Introduction

The transition to a greener and more renewable productive model has been raised as a main challenge for science during recent decades. Reducingdependence on petrol fuels and finding new sources for industrial chemical precursors requires brand-new approaches with a lower or, ideally, no carbon footprint. In this context, photocatalysis has emerged as a greatly encouraging solution. Among the most promising heterogeneous photocatalysts, we can find reticular organic materials such as Covalent Organic Frameworks (COFs) and related amorphous materials, such as Covalent Triazine Frameworks (CTFs) or Conjugated Microporous Polymers (CMPs).

Results

A variety of conjugated microporous polymers (CMPs) and covalent triazine frameworks (CTFs) have been recently synthesized in our laboratory.
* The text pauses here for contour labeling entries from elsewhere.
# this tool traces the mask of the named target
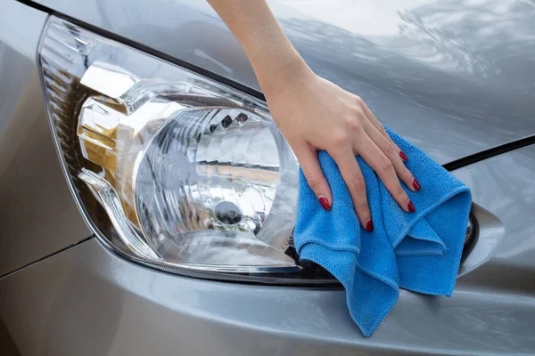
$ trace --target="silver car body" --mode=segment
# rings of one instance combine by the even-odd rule
[[[472,189],[480,229],[453,296],[402,292],[366,339],[340,288],[195,279],[110,252],[74,203],[46,122],[37,48],[47,17],[254,93],[251,65],[204,1],[0,0],[0,350],[535,353],[535,4],[269,4],[317,74],[360,95]]]

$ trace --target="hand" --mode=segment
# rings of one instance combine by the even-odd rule
[[[278,93],[265,93],[274,120],[295,152],[309,185],[322,206],[333,202],[331,190],[317,161],[326,150],[345,181],[362,226],[374,224],[366,195],[366,182],[355,159],[359,155],[378,174],[396,202],[407,212],[415,207],[401,188],[420,185],[405,166],[407,157],[390,138],[364,101],[315,75],[308,67],[296,71]]]

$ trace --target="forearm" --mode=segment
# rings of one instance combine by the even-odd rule
[[[249,57],[266,96],[276,95],[298,72],[309,71],[265,0],[208,0]]]

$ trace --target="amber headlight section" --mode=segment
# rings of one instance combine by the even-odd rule
[[[65,174],[105,246],[178,273],[332,280],[292,252],[298,166],[265,102],[54,16],[38,58]]]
A particular family of such materials is that containing quinoline fragments acting as photocatalytic moieties. Predetermined series of CMPs and CTFs with similar structural and photophysical properties show divergent photocatalytic activities for environmentally relevant reactions such as hydrogen evolution and the oxidation of furfural derivatives. Different catalytic behaviors arise from differences in their electronic structures, which were analyzed from both experimental and theoretical studies.

Conclusions

The esults obtained suggest that nitrogen doping and electron-donating groups play a critical role in tuning the photocatalytic properties of organic materials, offering a powerful strategy for designing building blocks in heterogeneous organic photocatalysts. This underscores the versatility and broad applicability of nitrogen-enriched materials for various photocatalytic processes, from oxidation reactions to hydrogen generation.